Church officials said Monday that the purpose of the two men’s deployment to Mexico was not to carry out an investigation but to complete an assistance mission to help the Mexican church combat abuse. Mexico has a decades-long history of sex abuse by priests and subsequent cover-ups.

Despite the assertion that Scicluna and Bertomeo will not conduct a probe into the Mexican Catholic Church, the Vatican embassy in Mexico City has expressly asked victims to come forward to speak with the two men, the Associated Press reported.

It has provided an e-mail address to which victims of church abuse can send their testimony and a telephone number they can call, and has guaranteed complete privacy and confidentiality.

The two prelates spoke with more than 60 victims in Chile and as a result prepared a 2,600-page report of church abuse in the South American country. Their report played a crucial role in helping Pope Francis understand that he had completely misread the problem of abuse and cover-up in the church he leads, AP said.

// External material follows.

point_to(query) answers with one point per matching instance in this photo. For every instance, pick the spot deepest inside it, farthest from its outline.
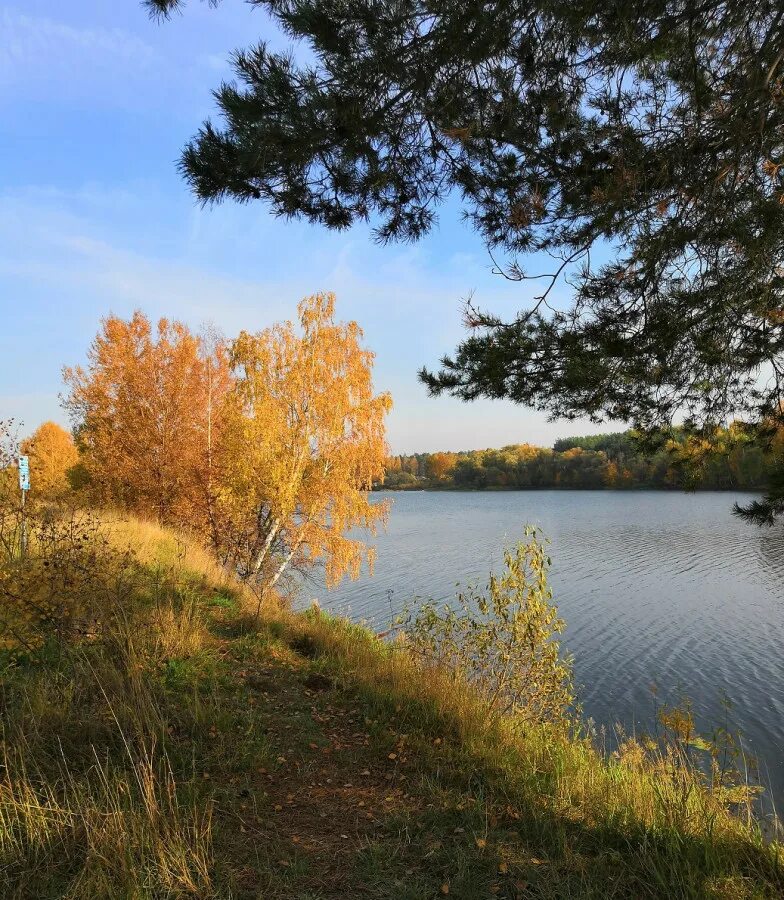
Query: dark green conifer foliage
(628, 152)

Following the announcement that the sex crime investigators will come to Mexico, the Mexican bishops conference said in a statement that it had requested the mission, asserting that it would be of assistance to the country’s most vulnerable, including children.

“We are certain it will help us respond better to these cases, looking for civil and canonical justice under the principle of ‘zero tolerance’ so that there is no impunity in our church,” the conference said.

In addition to speaking with victims who decide to come forward, Scicluna and Bertomeo will meet with Mexican bishops and other church leaders.

Their mission comes as church leaders in Mexico are beginning to publicly acknowledge the history of abuse as well as the concealment of that abuse. The Mexican Catholic Church admitted recently that over the past 10 years, it conducted internal investigations that examined sexual abuse allegedly committed by 271 priests.

The admission came after the lower house of Congress approved legislation that stipulates that the perpetrators of child sexual abuse can be prosecuted no matter how long ago their offenses took place. The Senate has not yet voted on the legislation but is expected to pass it when it does.

Two ruling party senators have also presented a proposal to create an independent commission to investigate clerical sex abuse but it has not yet faced a vote and some lawmakers have opposed the idea.

The Associated Press reported that Vatican officials have long known that only a small fraction of sexual abuse cases in Mexico, the world’s second largest Catholic country after Brazil, have been reported to them.

However, more victims are now coming forward to tell their stories. One is Ana Lucía Salazar, a television personality who was abused repeatedly as a young girl by a Legion of Christ priest in Cancún, Quintana Roo.

Her case was covered up by the church for 30 years until she spoke out last year. The attention she brought to the problem of sexual abuse in the Mexican Catholic Church compelled bishops in Mexico and the Vatican’s ambassador to publicly denounce the Legion, a Catholic institute founded by Mexican priest Marcial Maciel in 1941.

Scicluna, Archbishop of Malta, conducted an investigation into Maciel in 2002 and 2003 that found that he had raped and molested his seminarians. The priest was forced to give up his religious duties and retire to a life of atonement and prayer. He died in 2008.